Wednesday, March 16, 2005

He Had A Reason To Get Out of Lake Charles....

If anyone doesn't know where that title comes from, open iTunes and download Lucinda Williams' Car Wheels on a Gravel Road. A magnum opus from a magnum artist.

Ed Braxton has always been the exception to the rule -- he'll tell you that himself. And so it is that in a time when vacancies are taking 12 to 18 months to fill, Justin Rigali's first auxiliary bishop came back home to take Wilton's place in Belleville (and be reunited with his beloved St. Louis Symphony and Opera Theatre) in three months flat.

Who wins? Well, prima di tutto, Braxton does -- he's been making noises for a year that Louisiana is not where he's felt at home. Wilton Gregory wins as his template of progressive and sophisticated ministry has, yet again, been validated by Rome (let's not forget that Gregory's predecessor, Jim Keleher, presided over a clergy "sex ring" in Belleville, got kicked up to an archdiocese then looked back and took credit for Wilton's extreme makeover). And Cardinal George wins as, yet again, he keeps his province safe from a rabble-rouser of the $25-million Marian shrine in cornfields kind.

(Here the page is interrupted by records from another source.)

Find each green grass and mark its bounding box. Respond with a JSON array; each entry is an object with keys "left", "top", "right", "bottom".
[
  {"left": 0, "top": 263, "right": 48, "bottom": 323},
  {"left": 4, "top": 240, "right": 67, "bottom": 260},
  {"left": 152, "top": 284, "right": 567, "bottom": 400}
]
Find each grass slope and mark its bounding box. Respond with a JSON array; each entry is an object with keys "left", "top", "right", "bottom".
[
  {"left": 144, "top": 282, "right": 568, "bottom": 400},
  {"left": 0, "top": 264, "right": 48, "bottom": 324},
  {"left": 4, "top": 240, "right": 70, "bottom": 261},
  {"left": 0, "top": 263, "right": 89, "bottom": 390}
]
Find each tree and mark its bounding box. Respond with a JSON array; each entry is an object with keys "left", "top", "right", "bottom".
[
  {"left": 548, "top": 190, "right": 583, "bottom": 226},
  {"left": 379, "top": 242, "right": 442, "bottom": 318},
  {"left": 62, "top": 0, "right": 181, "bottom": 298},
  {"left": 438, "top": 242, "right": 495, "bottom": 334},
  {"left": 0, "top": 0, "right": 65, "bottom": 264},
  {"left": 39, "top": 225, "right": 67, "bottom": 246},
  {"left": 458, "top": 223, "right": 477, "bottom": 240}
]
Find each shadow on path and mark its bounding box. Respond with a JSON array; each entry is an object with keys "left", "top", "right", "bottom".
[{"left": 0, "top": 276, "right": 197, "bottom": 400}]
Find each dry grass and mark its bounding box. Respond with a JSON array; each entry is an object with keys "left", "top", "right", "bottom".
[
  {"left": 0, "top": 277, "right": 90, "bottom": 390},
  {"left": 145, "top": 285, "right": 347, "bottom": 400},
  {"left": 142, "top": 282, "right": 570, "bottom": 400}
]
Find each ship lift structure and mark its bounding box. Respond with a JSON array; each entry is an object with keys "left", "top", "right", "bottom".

Score two for George, actually: he gets Jerry Listecki to LaCrosse, where Listecki was acclaimed as the Messiah even before wheels down because he's Not Ray Burke; and now this.

Along those lines, the biggest winners of all in this move are the suffering people of Burke's personal fiefdom -- er, the archdiocese of St. Louis. The Rigali-Gregory arrangement of stylistic dichotomy across the Mississippi is continued. With this appointment, Montalvo has voiced: 1. his dissatisfaction with the Burke/Jamie Allman dream of ecclesiastical domination by means of sanctions and 2. that, given such dangerous delusions, there is a need for balance in the presentation of church teaching, a licit place for dialogue which, with Braxton in the market, will be highlighted in St. Louis media.

It is a valid belief that the damage Burke/Allman has caused led the nuncio to fast-track Belleville so that the nuclear arsenal on Lindell Blvd. would not be the sole Catholic voice in that region for long.

And Braxton will more than hold his own; nobody has ever called him camera-shy. According to the beloved Post-Dispatch, at yesterday's press conference -- where he was all cassock-ed out and couldn't hide a megawatt grin -- he noted the lectern covered with microphones and tape recorders and declared, "I will adapt."

You know he loved every second of it.

"In the land there is a hunger, in the land there is a need," the hymn goes. Yesterday, the Rome of the West's hunger -- a cry for episcopal sanity -- was heard.

Now this is gonna be fun. Buckle up.



Blogger Boethius said...

Happiness is Lake Charles in Bishop Braxton's rearview mirror. Bellville's loss is Lake Charles' gain: bwahaahhahha!